The Great Pacific Garbage Patch was the site of a swim by a French swimmer in 2019.
He was surprised to find that he was not alone in the water.
Mr. Lecomte said that there was life all around the plastic debris.
The patch was not as big as a garbage island with plastic bottles, fishing nets, tires and toothbrushes. The blue dragon nudibranchs, Portuguese man-o-wars, and other small surface-dwelling animals were floating at its surface.
Scientists aboard the ship were sampling the patch's surface waters. The team found that the patch had higher concentrations of neuston than outside it. There were more neuston than plastic in some parts of the patch.
Rebecca Helm, an assistant professor at the University of North Carolina and co-author, said it was surprising to see how much life and plastic we found out there. It was amazing to see them in that concentration.
The findings were posted last month but have not yet been reviewed. If they hold up, it may complicate efforts to remove plastic from the patch.
The world's oceans have five gyres, large systems of circular currents that are powered by global wind patterns. Anything floating within one will eventually be pulled into its center. Garbage patches have been created by floating plastic waste for nearly a century. According to the Ocean Cleanup Foundation, the Great Pacific Patch contains at least 79,000 tons of plastic. All that trash is a great place to live.
Dr. Helm and her colleagues pulled many individual creatures out of the sea with their nets: by-the-wind sailors, free-floating hydrozoans that travel on ocean breezes, blue buttons, quarter-sized cousins of the jellyfish, and violet sea-snails, which build Potential evidence was found that these creatures may be reproducing.
The researcher with the Monterey Bay Aquarium said he wasn't surprised.
Neuston are found far from land in the ocean gyres.
They are difficult to study because they occur in the open ocean and you can't collect them unless you go on a marine expedition, which costs a lot of money, said Lanna Cheng, a research scientist at the University of California, San Diego.
This study, which is limited in size and scope, offers valuable insights to scientists because they don't know much about the life history and ecology of these creatures.
Dr. Helm said that organizations working to remove plastic waste from the patch may need to consider what the study means for their efforts.
Several nonprofits are working to remove plastic from the Great Pacific Patch. The Ocean Cleanup Foundation in the Netherlands developed a net to collect and concentrate marine debris as it is pulled across the sea's surface by winds and currents. A ship takes its contents to land for proper disposal once the net is full.
Dr. Helm and other scientists warn of the dangers of such nets. Changes to the net's design have been made to reduce bycatch, but Dr. Helm believes removing plastic from the patch could pose a threat to its inhabitants.

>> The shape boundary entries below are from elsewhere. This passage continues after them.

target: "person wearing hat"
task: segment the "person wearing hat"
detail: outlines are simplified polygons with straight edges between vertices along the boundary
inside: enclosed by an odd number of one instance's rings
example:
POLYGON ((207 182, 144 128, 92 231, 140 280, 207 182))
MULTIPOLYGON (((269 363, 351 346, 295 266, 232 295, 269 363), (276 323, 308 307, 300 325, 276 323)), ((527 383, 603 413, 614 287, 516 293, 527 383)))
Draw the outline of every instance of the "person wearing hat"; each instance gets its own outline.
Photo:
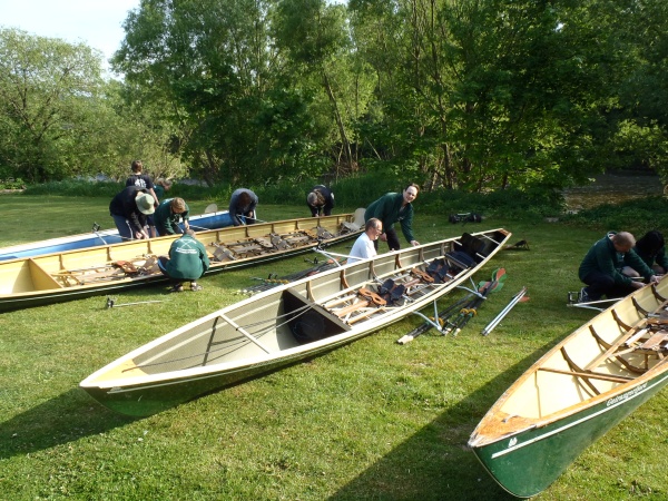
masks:
POLYGON ((158 257, 158 268, 171 279, 171 292, 183 292, 184 282, 190 282, 190 291, 202 291, 197 279, 209 267, 206 247, 195 238, 195 232, 186 229, 180 238, 171 243, 169 257, 158 257))
POLYGON ((158 235, 165 236, 183 233, 178 227, 178 222, 180 219, 184 222, 184 228, 188 229, 190 227, 188 224, 189 210, 186 200, 179 197, 167 198, 166 200, 160 202, 160 205, 158 205, 158 208, 156 209, 156 214, 154 214, 158 235))
POLYGON ((229 217, 235 226, 255 224, 258 198, 246 188, 235 189, 229 199, 229 217))
POLYGON ((147 216, 155 213, 155 198, 146 188, 128 186, 109 204, 109 213, 121 238, 149 238, 147 216))
MULTIPOLYGON (((137 188, 146 188, 147 193, 154 197, 154 206, 155 208, 158 208, 158 203, 160 202, 160 198, 158 198, 158 195, 156 193, 156 190, 154 189, 154 183, 150 179, 150 176, 148 174, 143 174, 144 171, 144 164, 141 163, 141 160, 132 160, 132 164, 130 165, 130 169, 132 170, 132 174, 130 175, 130 177, 128 177, 126 179, 126 186, 136 186, 137 188)), ((150 236, 156 236, 156 227, 154 224, 154 219, 153 216, 148 216, 146 218, 146 223, 148 226, 148 229, 150 232, 150 236)))
POLYGON ((325 216, 331 216, 334 208, 334 194, 326 186, 316 185, 306 197, 306 205, 313 217, 322 216, 323 213, 325 216))

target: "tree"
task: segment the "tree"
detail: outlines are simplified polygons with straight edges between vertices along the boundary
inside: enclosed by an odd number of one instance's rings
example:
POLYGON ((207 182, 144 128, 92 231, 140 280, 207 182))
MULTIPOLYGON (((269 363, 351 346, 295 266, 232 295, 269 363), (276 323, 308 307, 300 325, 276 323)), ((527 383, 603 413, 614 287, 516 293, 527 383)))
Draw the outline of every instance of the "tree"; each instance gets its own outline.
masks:
POLYGON ((0 161, 30 181, 86 171, 86 127, 101 55, 85 45, 0 30, 0 161))

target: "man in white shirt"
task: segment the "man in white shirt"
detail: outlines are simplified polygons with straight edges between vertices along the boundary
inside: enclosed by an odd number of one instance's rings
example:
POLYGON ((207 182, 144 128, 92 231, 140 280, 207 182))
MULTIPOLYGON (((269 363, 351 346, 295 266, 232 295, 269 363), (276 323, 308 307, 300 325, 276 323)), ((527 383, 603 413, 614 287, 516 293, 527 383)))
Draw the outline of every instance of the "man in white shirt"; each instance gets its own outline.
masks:
POLYGON ((375 217, 372 217, 364 225, 364 233, 357 237, 347 263, 355 263, 362 259, 369 259, 377 254, 373 243, 377 240, 379 236, 383 233, 383 222, 375 217))

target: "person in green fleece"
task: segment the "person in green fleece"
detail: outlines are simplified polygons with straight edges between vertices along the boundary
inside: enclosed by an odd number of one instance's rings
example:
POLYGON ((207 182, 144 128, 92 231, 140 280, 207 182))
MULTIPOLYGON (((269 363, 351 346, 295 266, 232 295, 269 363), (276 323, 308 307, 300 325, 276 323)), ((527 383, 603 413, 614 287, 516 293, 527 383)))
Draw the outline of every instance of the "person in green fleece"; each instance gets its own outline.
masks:
MULTIPOLYGON (((657 232, 656 229, 647 232, 636 242, 633 252, 657 275, 668 273, 668 256, 666 256, 666 244, 661 232, 657 232)), ((628 266, 623 268, 623 274, 627 276, 640 276, 636 269, 628 266)))
POLYGON ((171 243, 169 257, 158 258, 158 267, 163 275, 171 278, 171 292, 183 292, 185 281, 190 282, 190 291, 202 291, 197 279, 208 269, 209 261, 204 244, 188 228, 180 238, 171 243))
POLYGON ((655 272, 633 252, 636 238, 628 232, 608 233, 589 249, 580 264, 578 276, 587 284, 580 291, 579 302, 622 297, 637 288, 642 282, 631 279, 623 274, 625 267, 633 268, 648 282, 657 282, 655 272))
MULTIPOLYGON (((366 222, 372 217, 375 217, 383 223, 385 232, 379 239, 386 242, 390 250, 399 250, 401 248, 396 230, 394 229, 394 223, 401 224, 401 230, 411 245, 420 245, 420 242, 413 237, 412 228, 413 202, 418 197, 419 189, 416 184, 411 183, 402 193, 385 194, 366 207, 364 220, 366 222)), ((379 240, 374 240, 373 244, 377 250, 379 240)))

When it comes to figuring out what to do about the plastic in the ocean, I think we need to be very careful. The results of her study emphasize the need to study the open ocean before we try to manipulate it, clean it up or extract minerals from it.
The oceanographer with the Ocean Cleanup Foundation disagreed with Dr. Helm.
It's too early to say how we should respond to that study, he said. We collect tons of plastic every week because it is affecting the environment.
More than a million seabirds are killed every year by plastic in the ocean, according to UNESCO. Animals end up starving to death when they mistake plastic for food and end up with stomachs full of it.
Microplastics are almost impossible to remove from the environment because they penetrate every branch of the food web.
Everyone agrees that we need to stop the flow of plastic into the ocean.
Mr. Lecomte said we need to turn off the tap.